Pyridine derivatives like 2-bromo-5-fluoro-3-methylpyridine keep evolving alongside advances in medicinal and agrochemical research. Client collaborations repeatedly highlight the need for not just purity, but also specific isomer ratios, controlled halogen speciation, and minimized residual solvents. Over time, we have tailored parts of our production route to satisfy the most stringent user-defined tolerances. For example, specialty projects in new drug discovery sometimes called for high-purity lots with critical moisture exclusion—extra investments in cleaning, drying, and container testing grew from these direct requests.
We do not work in isolation. Regular conversations with research chemists, plant engineers, and process safety experts across leading sectors keep our processes adaptive. As companies seek to build new molecular frameworks with improved biological properties or resistance profiles, the demand for predictably reactive, highly characterized starting materials will grow. Connecting decades of feedback, from gram-scale academic labs to commercial manufacturing plants, we see our task as not just molecule production but enabling discovery, with the foundation of controlled, reproducible chemistry.
Experienced process developers know the difference that right building blocks make. Many off-the-shelf pyridines come from third-party networks with less oversight. We receive regular inquiries from project leads who struggled with off-spec material sourced from volume suppliers, reporting problems like unpredictable color, solvent residues, or variable coupling efficiencies that trace back to inconsistent halogen content.

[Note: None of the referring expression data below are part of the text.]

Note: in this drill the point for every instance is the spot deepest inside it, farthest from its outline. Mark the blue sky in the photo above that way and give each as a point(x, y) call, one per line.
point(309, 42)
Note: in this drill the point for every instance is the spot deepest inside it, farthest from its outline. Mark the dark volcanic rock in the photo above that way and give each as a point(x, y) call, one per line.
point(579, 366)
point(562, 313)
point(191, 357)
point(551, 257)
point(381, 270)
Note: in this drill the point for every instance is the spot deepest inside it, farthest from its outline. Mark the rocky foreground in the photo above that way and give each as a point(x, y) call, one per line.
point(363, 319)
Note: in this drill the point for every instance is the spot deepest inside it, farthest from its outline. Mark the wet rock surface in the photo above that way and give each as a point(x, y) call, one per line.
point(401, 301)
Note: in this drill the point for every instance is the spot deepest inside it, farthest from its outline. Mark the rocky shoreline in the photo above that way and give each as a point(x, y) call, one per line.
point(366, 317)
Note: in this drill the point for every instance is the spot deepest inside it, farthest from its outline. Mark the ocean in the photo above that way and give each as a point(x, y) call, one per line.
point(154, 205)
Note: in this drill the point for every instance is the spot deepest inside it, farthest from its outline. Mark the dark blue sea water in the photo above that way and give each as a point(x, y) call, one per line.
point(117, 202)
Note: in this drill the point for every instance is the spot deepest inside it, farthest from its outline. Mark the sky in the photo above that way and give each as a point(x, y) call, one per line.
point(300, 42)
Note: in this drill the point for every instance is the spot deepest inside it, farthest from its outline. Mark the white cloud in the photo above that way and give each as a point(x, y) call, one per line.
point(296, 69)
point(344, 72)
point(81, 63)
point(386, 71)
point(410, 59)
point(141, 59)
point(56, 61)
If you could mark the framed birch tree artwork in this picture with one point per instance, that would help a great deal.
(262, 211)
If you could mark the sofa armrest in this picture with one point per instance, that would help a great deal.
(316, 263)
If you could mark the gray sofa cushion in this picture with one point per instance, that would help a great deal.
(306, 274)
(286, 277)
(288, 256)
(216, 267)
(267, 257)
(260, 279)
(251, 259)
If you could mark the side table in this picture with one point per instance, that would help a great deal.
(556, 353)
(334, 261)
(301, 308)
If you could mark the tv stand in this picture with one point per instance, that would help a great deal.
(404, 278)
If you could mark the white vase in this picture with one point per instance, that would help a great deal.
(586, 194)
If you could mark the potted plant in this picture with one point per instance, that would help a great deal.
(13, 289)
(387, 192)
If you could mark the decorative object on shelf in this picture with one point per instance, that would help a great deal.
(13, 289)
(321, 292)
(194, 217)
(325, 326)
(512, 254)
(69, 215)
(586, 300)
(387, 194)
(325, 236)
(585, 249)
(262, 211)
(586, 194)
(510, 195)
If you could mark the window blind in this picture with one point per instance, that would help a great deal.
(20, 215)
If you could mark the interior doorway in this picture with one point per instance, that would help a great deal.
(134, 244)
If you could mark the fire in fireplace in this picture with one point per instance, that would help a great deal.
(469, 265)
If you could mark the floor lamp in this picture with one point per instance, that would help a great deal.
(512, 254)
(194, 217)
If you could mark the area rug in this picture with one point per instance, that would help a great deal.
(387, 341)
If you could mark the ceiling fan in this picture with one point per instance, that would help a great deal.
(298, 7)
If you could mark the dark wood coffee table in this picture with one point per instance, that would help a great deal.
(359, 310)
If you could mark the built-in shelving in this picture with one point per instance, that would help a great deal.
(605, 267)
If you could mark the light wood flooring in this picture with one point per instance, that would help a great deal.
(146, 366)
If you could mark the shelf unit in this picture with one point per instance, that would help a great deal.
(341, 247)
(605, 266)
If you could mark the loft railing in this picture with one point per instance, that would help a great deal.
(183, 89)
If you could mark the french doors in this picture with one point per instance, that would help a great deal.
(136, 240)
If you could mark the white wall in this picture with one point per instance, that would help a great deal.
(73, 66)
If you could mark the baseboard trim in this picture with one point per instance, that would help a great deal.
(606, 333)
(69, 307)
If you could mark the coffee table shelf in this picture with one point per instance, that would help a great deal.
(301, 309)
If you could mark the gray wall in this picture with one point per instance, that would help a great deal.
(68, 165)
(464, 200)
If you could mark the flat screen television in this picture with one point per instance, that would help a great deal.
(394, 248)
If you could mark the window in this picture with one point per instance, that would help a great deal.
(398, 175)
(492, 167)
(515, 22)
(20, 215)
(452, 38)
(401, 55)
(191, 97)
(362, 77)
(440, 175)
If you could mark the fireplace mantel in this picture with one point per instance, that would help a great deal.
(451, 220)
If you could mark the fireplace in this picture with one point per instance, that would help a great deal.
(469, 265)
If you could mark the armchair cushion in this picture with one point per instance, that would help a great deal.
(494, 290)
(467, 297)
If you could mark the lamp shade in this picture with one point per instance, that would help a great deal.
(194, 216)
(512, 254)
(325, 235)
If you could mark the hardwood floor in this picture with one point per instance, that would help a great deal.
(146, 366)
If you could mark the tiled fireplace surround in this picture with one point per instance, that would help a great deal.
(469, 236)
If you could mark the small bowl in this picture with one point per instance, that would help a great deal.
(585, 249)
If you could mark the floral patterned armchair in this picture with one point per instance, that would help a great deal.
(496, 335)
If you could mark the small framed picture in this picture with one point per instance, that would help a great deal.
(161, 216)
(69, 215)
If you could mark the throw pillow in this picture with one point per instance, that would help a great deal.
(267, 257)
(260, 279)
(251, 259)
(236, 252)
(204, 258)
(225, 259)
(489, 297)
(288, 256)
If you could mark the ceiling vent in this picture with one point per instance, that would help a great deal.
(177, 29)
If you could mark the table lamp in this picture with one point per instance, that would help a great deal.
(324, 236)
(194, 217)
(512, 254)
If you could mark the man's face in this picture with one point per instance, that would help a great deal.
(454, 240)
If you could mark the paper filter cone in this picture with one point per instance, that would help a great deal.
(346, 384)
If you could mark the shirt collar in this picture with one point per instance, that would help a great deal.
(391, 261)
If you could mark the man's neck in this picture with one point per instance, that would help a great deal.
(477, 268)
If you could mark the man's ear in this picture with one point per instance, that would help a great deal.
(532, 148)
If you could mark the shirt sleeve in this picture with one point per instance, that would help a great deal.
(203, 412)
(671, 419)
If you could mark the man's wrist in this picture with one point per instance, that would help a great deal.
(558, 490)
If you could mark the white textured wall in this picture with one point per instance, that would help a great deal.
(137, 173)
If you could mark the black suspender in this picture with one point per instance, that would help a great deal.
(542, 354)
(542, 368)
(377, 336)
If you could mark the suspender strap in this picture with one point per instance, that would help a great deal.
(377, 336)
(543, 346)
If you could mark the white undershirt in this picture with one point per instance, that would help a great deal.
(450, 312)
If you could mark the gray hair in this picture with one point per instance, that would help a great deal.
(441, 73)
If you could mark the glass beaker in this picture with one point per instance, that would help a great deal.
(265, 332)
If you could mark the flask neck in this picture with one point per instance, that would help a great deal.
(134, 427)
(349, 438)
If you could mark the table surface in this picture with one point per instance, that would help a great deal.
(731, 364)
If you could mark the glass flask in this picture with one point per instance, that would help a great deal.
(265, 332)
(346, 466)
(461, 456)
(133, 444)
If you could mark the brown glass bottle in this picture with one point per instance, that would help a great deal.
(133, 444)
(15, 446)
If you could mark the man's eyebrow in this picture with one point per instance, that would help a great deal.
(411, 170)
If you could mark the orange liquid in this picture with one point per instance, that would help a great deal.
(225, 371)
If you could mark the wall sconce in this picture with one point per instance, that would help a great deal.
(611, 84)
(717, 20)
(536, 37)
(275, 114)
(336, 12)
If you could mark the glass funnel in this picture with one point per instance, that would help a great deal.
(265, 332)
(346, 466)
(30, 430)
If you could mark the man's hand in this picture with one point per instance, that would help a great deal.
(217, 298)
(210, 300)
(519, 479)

Our experience producing at source, not through distribution networks, proves its value here. With control from raw material choice through to the fill-and-pack stage, results align with project-specific requirements, whether the customer is advancing a new drug program, preparing seed chemistry for agrochemical rollout, or testing material in academic innovation. We welcome requests for custom analytical data because our processes already include archived method validation files.
Ongoing investment in plant infrastructure sets the stage for even more reliable output. Over recent years, we upgraded reactor automation, improved filtration systems, and implemented smart in-line monitoring. These changes, inspired by on-the-ground input from both plant operators and customer teams, keep output quality aligned with evolving expectations.
We listen when formulation scientists request larger lots, longer shelf-life, or tailored solvent mixes for immediate downstream use. Such adaptation means more than compliance, it means reducing process bottlenecks for users who depend on flawless starting points for time-sensitive research and production.
Supplying 2-bromo-5-fluoro-3-methylpyridine reflects more than commodity chemical production. This is a process honed by direct lessons from end users—pharmaceutical teams scaling new scaffolds, agrochemical developers responding to environmental demands, and researchers needing surety as they push scientific boundaries. Experience proves the necessity of consistent, clean, and clearly characterized intermediates; every improvement in our process maps back to reduced risk and accelerated success for users.
Our company culture rarely favors easy claims or template language. Daily effort goes into sustaining a supply chain based on transparency, feedback-driven modification, and a sense of shared responsibility that covers safe production, environmental protection, and enabling the next wave of chemical innovation. At the end of each batch, after the reactors cool and analyses complete, the measure of our work is the success our users gain from consistently reliable chemical building blocks—2-bromo-5-fluoro-3-methylpyridine stands as a case in point.